The problem is you are using a long value vs. an int value for the size of the array. Java does not support array lengths longer that the maximum value of an int. Java is treating your length as a long because the size you specified exceeds the maximum value for an int but fits within a long. Hence it must convert the length back to an int to create an array. The conversion from long -> int is producing the warning you are seeing
You can use an array of longs, encapsulated in a class that would handle all the operations on the array. Something like your own implementation of BitSet.
Why not just store the values in a file, and then seek to the position in the file and pull up the right value. Like others have stated, that's 70GB of data. In most cases, you wouldn't even be able to hold that in memory. If you're going to store it to a file, you could even look at individual bits when storing and retrieving the data using bitwise operators to save on storage space.

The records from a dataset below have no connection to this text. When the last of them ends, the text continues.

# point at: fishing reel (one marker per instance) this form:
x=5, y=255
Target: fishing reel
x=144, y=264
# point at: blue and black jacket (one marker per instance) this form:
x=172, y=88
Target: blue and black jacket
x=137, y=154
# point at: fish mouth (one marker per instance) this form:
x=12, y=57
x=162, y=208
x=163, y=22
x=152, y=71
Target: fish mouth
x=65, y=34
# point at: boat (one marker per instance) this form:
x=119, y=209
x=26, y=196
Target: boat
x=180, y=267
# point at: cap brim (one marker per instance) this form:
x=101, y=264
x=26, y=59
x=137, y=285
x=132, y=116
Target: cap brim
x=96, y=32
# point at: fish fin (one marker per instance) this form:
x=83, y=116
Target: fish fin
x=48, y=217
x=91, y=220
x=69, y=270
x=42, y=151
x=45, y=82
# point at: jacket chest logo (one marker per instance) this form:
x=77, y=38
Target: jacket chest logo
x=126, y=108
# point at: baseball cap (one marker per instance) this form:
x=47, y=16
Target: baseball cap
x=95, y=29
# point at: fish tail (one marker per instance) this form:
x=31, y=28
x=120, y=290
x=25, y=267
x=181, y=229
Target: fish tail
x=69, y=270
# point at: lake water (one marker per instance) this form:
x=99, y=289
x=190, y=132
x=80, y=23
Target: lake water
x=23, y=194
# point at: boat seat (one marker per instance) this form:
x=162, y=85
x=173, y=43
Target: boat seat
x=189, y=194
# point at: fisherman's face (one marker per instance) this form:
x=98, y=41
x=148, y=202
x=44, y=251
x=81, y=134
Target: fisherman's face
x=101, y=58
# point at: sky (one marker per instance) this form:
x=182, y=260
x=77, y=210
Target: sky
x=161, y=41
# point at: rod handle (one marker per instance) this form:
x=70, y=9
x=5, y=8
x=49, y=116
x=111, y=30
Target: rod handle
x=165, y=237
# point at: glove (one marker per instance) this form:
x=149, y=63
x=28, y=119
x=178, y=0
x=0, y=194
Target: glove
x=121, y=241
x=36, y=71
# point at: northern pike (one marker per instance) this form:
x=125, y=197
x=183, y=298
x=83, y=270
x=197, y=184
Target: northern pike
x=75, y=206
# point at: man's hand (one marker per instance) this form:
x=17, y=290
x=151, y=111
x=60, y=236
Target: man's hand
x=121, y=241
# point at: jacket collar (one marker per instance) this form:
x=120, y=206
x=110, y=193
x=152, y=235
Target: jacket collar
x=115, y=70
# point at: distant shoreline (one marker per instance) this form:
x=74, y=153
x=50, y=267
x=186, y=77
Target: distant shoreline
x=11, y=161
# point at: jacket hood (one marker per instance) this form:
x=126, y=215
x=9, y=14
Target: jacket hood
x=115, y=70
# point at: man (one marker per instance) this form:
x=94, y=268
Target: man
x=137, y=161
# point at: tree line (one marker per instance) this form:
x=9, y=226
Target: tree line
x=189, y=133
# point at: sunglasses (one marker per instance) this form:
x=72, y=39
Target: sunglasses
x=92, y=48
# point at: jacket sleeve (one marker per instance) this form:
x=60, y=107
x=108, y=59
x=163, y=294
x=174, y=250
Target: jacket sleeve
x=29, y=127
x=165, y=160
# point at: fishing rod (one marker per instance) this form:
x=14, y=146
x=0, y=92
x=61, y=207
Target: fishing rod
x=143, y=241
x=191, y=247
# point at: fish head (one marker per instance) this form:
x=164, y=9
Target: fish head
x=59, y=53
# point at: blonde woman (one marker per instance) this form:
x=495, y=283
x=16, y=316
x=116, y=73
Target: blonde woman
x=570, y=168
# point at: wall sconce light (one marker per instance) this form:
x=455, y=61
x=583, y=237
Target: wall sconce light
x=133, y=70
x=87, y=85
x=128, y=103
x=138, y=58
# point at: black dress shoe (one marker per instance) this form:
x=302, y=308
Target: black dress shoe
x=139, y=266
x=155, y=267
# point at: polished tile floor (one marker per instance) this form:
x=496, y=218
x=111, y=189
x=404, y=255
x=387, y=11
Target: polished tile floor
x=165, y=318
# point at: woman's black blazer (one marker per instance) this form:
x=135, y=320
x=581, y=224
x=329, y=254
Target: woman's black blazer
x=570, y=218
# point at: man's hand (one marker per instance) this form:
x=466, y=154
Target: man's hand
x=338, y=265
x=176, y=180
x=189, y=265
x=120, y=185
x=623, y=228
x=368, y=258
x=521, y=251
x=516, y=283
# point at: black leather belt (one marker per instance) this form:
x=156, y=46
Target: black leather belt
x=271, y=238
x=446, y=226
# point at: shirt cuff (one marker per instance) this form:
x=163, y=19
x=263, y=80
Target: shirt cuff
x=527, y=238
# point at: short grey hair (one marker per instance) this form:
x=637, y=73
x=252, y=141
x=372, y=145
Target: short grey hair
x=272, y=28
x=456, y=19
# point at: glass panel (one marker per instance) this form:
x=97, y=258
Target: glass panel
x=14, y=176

Also, since the number of primes decreases with the size of the numbers, it's probably better just to store the prime numbers themselves in the file, in order, and then do a binary search for the number to see if it is one of the primes.
What values do you have in the array?
For a such large number I guess it's going to be a sparse array so maybe it would be best to use a Map/List and just allocate space and store a value for a 1 value for a bit. Or for a 0 value if most of your values will be 1.
Apache ActiveMQ has a datastructure called BitArrayBin. This is used to find out whether a message is duplicated. A message ID is a combination of producer ID and sequence ID.
Each producer will have a BitArrayBin to track its sequence IDs. Once it finds out the BitArrayBin for the given producer, it sets the sequence ID which is a long value to the BitArrayBin.
oldValue = bitArrayBin.setBit(sequenceId, true)
if (oldVlaue) {
"message is duplicated"
}
The method returns the old Value.
If y is the long index, it is used to derive at a bin index and an offset into it.
y = bin index * 64 + offset
BitArrayBin is nothing but a holder for many bins where the size can be defined during its construction. Each bin contains a long variable to store the bits so so it can store up to 64 boolean values.
Bit masking is used to set the bit, and then, get it's value.
This class doesn't have much documentation. You need to go through its source code to know the internals.